Assign loop currents as shown in Figure 6.23. Note that there are two loops with unknown currents.

For loop 1, applying Kirchhoff’s voltage law gives

v_{\mathrm{L}}+v_{\mathrm{R}}-v_{\mathrm{a}}=0.

Expressing the voltage across each element in terms of the loop currents, we have

L \frac{\mathrm{d} i_{1}}{\mathrm{~d} t}+R\left(i_{1}-i_{2}\right)-v_{\mathrm{a}}=0.

Similarly, applying Kirchhoff’s voltage law to loop 2 gives

\begin{gathered} v_{\mathrm{C}}+v_{\mathrm{R}}=0, \\ \frac{1}{C} \int i_{2} \mathrm{~d} t+R\left(i_{2}-i_{1}\right)=0 . \end{gathered}

Differentiating the above equation with respect to time results in

\frac{1}{C} i_{2}+R \frac{\mathrm{d} i_{2}}{\mathrm{~d} t}-R \frac{\mathrm{d} i_{1}}{\mathrm{~d} t}=0.

The differential equation obtained in each loop is first-order; thus, the circuit is a second-order system. The two first-order differential equations can be written in matrix form as follows:

\left[\begin{array}{cc} L & 0 \\ -R & R \end{array}\right]\left\{\begin{array}{c} \mathrm{d} i_{1} / \mathrm{d} t \\ \mathrm{~d} i_{2} / \mathrm{d} t \end{array}\right\}+\left[\begin{array}{cc} R & -R \\ 0 & \frac{1}{C} \end{array}\right]\left\{\begin{array}{c} i_{1} \\ i_{2} \end{array}\right\}=\left\{\begin{array}{c} v_{\mathrm{a}} \\ 0 \end{array}\right\} .
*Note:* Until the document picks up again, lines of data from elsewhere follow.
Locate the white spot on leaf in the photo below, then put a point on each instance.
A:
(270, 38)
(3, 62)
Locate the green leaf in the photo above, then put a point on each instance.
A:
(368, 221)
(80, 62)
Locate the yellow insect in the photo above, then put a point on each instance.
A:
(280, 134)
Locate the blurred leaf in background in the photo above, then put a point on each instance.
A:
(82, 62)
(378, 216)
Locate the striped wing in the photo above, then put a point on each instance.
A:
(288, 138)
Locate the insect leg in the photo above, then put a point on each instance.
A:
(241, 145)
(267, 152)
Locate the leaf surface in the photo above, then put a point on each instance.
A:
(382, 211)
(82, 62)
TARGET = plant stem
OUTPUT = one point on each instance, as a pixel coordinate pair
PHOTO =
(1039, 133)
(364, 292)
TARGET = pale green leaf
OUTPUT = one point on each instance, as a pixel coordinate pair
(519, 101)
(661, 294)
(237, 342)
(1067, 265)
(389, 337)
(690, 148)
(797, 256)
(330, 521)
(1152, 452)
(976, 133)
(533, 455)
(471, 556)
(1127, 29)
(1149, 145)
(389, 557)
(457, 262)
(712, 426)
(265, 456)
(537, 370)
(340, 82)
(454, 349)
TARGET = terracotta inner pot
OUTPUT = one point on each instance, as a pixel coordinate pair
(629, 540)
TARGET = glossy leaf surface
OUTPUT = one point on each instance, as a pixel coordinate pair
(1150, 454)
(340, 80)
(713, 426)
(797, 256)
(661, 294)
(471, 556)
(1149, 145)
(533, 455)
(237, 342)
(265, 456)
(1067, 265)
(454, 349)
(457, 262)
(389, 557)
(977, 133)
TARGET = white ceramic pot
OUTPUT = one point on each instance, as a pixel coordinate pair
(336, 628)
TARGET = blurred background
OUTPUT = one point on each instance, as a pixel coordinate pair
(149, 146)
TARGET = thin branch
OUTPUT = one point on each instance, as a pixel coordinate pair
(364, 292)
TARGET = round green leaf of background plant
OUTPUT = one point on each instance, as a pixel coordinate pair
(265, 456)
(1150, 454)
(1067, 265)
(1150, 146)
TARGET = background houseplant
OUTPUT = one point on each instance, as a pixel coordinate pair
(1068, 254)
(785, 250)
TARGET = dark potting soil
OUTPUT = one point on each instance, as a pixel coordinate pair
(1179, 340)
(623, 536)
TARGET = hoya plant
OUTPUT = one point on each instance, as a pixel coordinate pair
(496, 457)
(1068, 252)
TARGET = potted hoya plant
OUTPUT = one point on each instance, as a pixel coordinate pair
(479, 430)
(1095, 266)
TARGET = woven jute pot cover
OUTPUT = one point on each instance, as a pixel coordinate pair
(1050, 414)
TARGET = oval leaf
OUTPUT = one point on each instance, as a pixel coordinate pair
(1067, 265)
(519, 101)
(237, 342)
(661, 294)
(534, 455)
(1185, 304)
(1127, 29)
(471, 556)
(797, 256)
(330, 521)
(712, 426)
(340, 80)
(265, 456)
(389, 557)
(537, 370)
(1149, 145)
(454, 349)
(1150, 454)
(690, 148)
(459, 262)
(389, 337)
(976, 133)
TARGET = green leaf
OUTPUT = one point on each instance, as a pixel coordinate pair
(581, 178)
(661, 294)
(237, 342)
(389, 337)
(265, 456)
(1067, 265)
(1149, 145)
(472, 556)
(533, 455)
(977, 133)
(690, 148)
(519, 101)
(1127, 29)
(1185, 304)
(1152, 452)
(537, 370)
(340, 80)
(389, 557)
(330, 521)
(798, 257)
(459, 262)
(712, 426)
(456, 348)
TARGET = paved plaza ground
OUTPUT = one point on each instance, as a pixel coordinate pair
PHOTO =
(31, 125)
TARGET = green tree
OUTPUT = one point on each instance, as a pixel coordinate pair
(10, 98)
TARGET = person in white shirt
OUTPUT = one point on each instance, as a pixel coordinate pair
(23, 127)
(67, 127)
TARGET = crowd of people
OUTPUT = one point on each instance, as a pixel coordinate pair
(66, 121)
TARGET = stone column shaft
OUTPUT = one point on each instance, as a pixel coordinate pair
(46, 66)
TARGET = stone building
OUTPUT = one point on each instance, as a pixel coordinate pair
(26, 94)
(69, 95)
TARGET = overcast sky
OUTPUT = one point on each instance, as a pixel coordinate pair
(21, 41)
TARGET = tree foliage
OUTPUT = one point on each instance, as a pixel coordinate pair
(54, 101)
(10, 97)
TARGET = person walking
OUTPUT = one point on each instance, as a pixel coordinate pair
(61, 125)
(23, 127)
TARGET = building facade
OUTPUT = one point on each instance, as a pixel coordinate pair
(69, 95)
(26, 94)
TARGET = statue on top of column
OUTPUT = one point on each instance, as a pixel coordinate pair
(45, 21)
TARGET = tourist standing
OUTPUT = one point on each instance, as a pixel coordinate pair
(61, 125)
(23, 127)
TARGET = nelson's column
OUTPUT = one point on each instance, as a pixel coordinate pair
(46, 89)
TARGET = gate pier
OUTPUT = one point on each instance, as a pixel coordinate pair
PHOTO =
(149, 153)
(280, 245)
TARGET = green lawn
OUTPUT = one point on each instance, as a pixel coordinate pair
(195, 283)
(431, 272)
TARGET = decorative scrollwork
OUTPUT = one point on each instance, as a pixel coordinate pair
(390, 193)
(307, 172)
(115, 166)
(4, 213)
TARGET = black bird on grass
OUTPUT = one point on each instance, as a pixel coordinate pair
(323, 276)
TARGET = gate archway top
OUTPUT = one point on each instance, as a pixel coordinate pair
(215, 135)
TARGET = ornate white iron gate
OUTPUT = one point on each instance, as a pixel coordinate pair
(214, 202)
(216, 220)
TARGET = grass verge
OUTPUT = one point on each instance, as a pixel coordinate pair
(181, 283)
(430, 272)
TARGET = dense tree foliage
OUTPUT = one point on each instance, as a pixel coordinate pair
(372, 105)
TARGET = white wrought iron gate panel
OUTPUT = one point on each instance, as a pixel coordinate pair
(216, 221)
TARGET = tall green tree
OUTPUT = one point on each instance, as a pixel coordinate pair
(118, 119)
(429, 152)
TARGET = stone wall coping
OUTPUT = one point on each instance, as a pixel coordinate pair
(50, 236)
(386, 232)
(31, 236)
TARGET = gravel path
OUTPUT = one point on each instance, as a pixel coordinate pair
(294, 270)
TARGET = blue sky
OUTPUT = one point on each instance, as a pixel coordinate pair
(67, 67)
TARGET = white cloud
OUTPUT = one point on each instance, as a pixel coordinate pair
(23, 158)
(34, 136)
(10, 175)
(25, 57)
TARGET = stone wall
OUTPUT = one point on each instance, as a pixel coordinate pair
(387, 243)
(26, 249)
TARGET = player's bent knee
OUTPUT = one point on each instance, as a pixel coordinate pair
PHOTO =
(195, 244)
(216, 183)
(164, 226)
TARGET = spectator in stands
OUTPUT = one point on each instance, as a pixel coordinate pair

Note that the output voltage v_{\mathrm{o}} is related to the current through the capacitor, that is, v_{\mathrm{o}}=\frac{1}{C} \int i_{2} \mathrm{~d} t or V_{\mathrm{o}}(s)=\frac{1}{C s} I_{2}(s). Taking the Laplace transform of the system of differential equations gives

\left[\begin{array}{cc} L s+R & -R \\ -R s & R s+\frac{1}{C} \end{array}\right]\left\{\begin{array}{l} I_{1}(s) \\ I_{2}(s) \end{array}\right\}=\left\{\begin{array}{c} V_{\mathrm{a}}(s) \\ 0 \end{array}\right\}.

Using Cramer’s rule to solve for I_{2}(s), we have

I_{2}(s)=\frac{R s}{R L s^{2}+\frac{L}{C} s+\frac{R}{C}} V_{\mathrm{a}}(s).

Thus,

V_{\mathrm{o}}(s)=\frac{1}{C s} I_{2}(s)=\frac{R}{R L C s^{2}+L s+R} V_{\mathrm{a}}(s).

Taking the inverse Laplace transform gives the same input-output equation obtained previously in Example 6.4,

R L C \ddot{v}_{\mathrm{o}}+L \dot{v}_{\mathrm{o}}+R v_{\mathrm{o}}=R v_{\mathrm{a}}.